Review component retail: €3.000/ea. prior to VAT and other country-specific fees


CD isn’t really digital: Since 1982 when Philips and Sony introduced the audio CD, much water went down the bridge, not the least of it over the last few years. The CD was originally marketed as “Perfect Sound Forever”. As we know now, that was rather a bit premature. Admittedly, the medium was handy, shiny and compact from the onset and soon became outright ubiquitous. Still, it was handicapped by a number of drawbacks. Mind you, these drawbacks really only bother the audio version of the medium. The data version fares far better as we’ll shortly appreciate.


The disadvantages for the audio CD are for the most part mechanical. Contrary to popular perception, a CD is not really digital. Under a microscope, a CD shows many wells - lands and pits as they are called. If it were a true digital storage medium, it would show a far more regular pattern. Each pit or land would then represent a true 1 or 0. With an audio CD however, we see something altogether different.

Mind you, the CD developers did an incredible job making the CD platform what it is today. Rumors have it that the error-correction mechanism alone took ten years of development. Now to basics. The audio version of the CD has no room for a data re-read. The design relies on real-time read-once data capture. In case of a serious read error where data is completely missing, the error correction mechanism inserts a "guess" into the data stream to fill in the blanks. If the error is too severe, the correction mechanism capitulates and your speakers produce a ticking sound. Your CD is too badly damaged or filthy. Next.


So if what’s on a CD aren’t zeros and ones, what exactly does represent the analog waveform? For starters, the physical pattern includes only a part of the signal. Next, even that part is a mere representation of the original, not the actual thing. To wit, a CD contains only the amplitude information of the recorded signal. To recreate the signal in its entirety, we also need the time-domain data. We need to know when a signal rises or falls. These are questions the timing or clock information must answer to which forms the X-axis of a music signal’s graphical representation. The audio CD standard assumes a time constant which needn’t be encoded. Incidentally, this also saves disc space. The time component is provided by a fixed clock. By using the same clock frequency during recording and playback, everything is in perfect sync. At each ‘atomic’ tick of the clock, the laser reads synchronized data from the CD. In theory. The idea is beautifully simple but sadly only fit for a perfect world.

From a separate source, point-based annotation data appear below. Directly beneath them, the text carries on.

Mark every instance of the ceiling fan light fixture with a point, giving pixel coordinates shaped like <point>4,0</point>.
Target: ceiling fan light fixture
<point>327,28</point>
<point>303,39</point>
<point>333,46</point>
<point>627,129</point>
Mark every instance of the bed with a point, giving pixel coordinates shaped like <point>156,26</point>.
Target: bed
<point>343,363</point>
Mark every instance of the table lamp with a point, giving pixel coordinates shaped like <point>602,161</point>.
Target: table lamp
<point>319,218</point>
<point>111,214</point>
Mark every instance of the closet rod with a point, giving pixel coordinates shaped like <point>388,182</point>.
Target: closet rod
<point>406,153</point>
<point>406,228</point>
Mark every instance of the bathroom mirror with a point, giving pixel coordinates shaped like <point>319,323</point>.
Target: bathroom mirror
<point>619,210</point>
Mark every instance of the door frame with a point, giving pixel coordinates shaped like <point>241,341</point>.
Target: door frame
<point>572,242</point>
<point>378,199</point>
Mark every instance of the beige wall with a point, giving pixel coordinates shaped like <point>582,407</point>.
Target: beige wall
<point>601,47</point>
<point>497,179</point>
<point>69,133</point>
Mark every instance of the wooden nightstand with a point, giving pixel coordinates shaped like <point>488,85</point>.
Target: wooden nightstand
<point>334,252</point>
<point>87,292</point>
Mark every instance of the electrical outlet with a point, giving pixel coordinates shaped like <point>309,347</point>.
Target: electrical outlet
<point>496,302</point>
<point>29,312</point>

And we clearly don’t live in such a world. At Philips and Sony, the joint team of CD developers soon realized that coding the real zeros and ones of a music signal posed real problems. The rapidly changing pattern soon proved to not be recoverable in any reliable way, at least not without extremely expensive methods. One problem was the difficulty in reading correct data when a series of 1 and 0 called a word ended with a 1 and the next word began with a 1. How to tell the transition from one word to the next? The team came up with a modulation technique called Eight to Fourteen Modulation or EFM. In the so-called Red Book standard for CD, it is noted that a word may be 8 bits long and so can represent 0000 0000 to 1111 1111. With EFM, that 8-bit word becomes an equivalent 14-bit word. A 14-bit word is written such that it always contains at least two but never more than 10 consecutive zeros. This modulation results in the fact that information on an audio CD is never shorter than 3 bits and never longer than 11.



It is these bit packages which determine the lengths of the pits on a CD. They are designated T3 to T11 according to their lengths. A CD player reads these longer pits and lands far easier than single bits. The pits on a CD are arrayed in a long spiral sequence resembling an LP’s groove. Besides the T3 to T11 pits, there is room for a sub code to provide laser guidance along this ‘groove’. Another sub code contains motor instructions for speed adaptation After all, a CD does not run at constant speed. When reading near the center hole, the CD spins at 495RMP. When reaching the outer edge, it slows down to 212RPM. This is necessary to obtain the exact constant read speed of 1.2 meters per second.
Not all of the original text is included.